Troisième fils de Grigor-Dérénik, prince de Vaspourakan, et de Sophie Bagratouni, elle-même fille d'Achot Ier Bagratouni, roi bagratide d'Arménie, Gourgen naît en 883 ou en 884[1]. Grigor-Dérénik ayant été tué en 887 lors d'une embuscade tendue alors qu'il tente de soumettre l'émir de Her, ses trois fils mineurs (Achot-Sargis, Gagik et Gourgen) sont placés sous la régence d'un membre de la famille, Gagik Aboumerwan ; ce dernier tente alors de capter l'héritage et emprisonne les trois princes[2]. Pour se racheter de sa défection lors d'une opération militaire menée par Smbat Ier d'Arménie en 898, il libère Gagik, qui le tue et délivre ses deux frères, permettant ainsi à son aîné Achot-Sargis de reprendre les rênes de la principauté[2]. Celui-ci doit néanmoins faire allégeance à Afchin, émir sajide d'Azerbaïdjan et représentant du Calife abbasside, à qui il remet Gagik en otage ; après sept mois, Gagik est remplacé par Gourgen qui, maltraité, s'échappe, provoquant l'occupation du Vaspourakan par Afchin[3] jusqu'en 901[4].
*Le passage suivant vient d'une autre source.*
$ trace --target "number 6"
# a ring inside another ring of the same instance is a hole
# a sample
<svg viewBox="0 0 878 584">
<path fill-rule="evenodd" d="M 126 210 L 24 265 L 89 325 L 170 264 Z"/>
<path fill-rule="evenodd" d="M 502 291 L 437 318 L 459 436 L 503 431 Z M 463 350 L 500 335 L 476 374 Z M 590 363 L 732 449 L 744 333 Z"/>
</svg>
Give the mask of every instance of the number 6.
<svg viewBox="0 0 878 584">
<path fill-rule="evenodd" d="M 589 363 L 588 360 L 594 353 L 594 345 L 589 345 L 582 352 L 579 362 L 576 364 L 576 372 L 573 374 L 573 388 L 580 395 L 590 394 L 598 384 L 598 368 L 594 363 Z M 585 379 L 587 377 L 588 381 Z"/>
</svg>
À la mort d'Achot-Sargis en 904[5], Gagik et Gourgen lui succèdent en se partageant son héritage : Gagik hérite du nord-ouest des possessions des Arçrouni, Gourgen du sud-est[6]. Gourgen participe aux opérations de son frère contre divers rebelles, procède avec lui à des échanges de territoires rendant leurs domaines plus compacts, et suit par ailleurs son exemple : il redresse et se livre à plusieurs constructions dans ses territoires, notamment à Adamakert[7]. Il se joint également à son frère dans son alliance avec Yousouf, émir d'Azerbaïdjan et participe ainsi à sa campagne victorieuse contre Smbat Ier d'Arménie en 910[8]. Voyant cependant les ravages occasionnés par cette campagne aux Arméniens, Gourgen, comme Gagik, cherche alors progressivement à se distancier de Yousouf[9]. La mort et le martyre de Smbat Ier en 914 le font entrer en résistance[10], tout comme son frère dont il reste durant toute sa vie l'allié fidèle[11].
Gourgen meurt après 923, apparemment sans laisser de descendance, ce qui permet à Gagik de parachever l'unification vasprakanienne[11].